The Liberal lemmings baulked on the brink and decided the final step into the chasm of a Peter Dutton prime ministership was just too crazy, and drew back. At least a bare majority of them did; they were happy to lurch well to the right, but not to launch themselves into the abyss.
Dutton’s last minute media blitz, his utterly unconvincing attempts to soften his image (he likes children and beer – heck, he’s practically a vegetarian) fell just short, presumably because those who wanted him as leader knew just who he was: the hardline authoritarian, the bossman who would make it perfectly clear that the right wing rules, okay?
Or, as the author T H White once summarized it, everything that is not compulsory is forbidden. Those who are not with us are against us and must be exterminated: as Dutton once chillingly boasted of his critics, they are dead to me.
The yearning was for the irresistible force who would bend and break the normal conventions and decencies, who could do whatever it took to secure the permanent dominance of those who like to call themselves conservatives, but are in fact radical right wing reactionaries.
The problem is that they remained a minority in the party room and a far smaller one in the electorate at large. Which is why the majority in the party room decided, essentially, that whatever qualities Dutton might have (and you could hardly call them virtues) he would be unelectable.
Even less electable than Malcolm Turnbull, and, hopefully, less electable than Scott Morrison – although it has to be recalled that while Turnbull got 48 vote against Dutton, Morrison only got 45. So Dutton is, for the moment, back in his box; but as Macbeth said of Banquo, we have scotched the snake, not killed it.
Tony Abbott remains a menace whether inside or outside the tent; he has not forgiven Morrison for what he regards as the treachery of supporting Turnbull a mere three years ago – hardly time to end a good feud. For him, Dutton was not a genuine protagonist but merely a tool he could use to smash Turnbull – and not only the man himself, but everything he stood for.
When Dutton realizes this he will be justly resentful and a problem again, although for the moment he will be content to lurk loyally. But Abbott will find another patsy in his endless search for revenge.

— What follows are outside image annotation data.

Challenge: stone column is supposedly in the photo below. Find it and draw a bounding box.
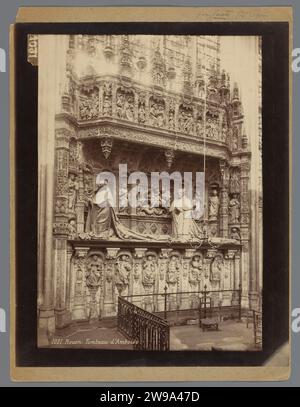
[75,166,85,233]
[219,161,229,238]
[53,130,70,328]
[223,250,239,305]
[103,247,120,316]
[180,249,196,309]
[38,35,67,333]
[240,156,251,308]
[71,247,89,321]
[132,248,148,309]
[157,249,172,311]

It is all very well for Morrison to talk of a new generation of leaders, but he still has to deal with the old generation of wreckers – and no doubt a new one being urged on not only by Abbott himself, but by the arm of trolls and orcs identified by Chris Uhlmann in an entirely understandable outburst last week.
As the great playwright Bertolt Brecht, after the defeat of Nazi Germany, warned thus:
Don’t yet rejoice in its defeat, you men.
For though the world has stood up and beat the bastard
The bitch that bore him is in heat again.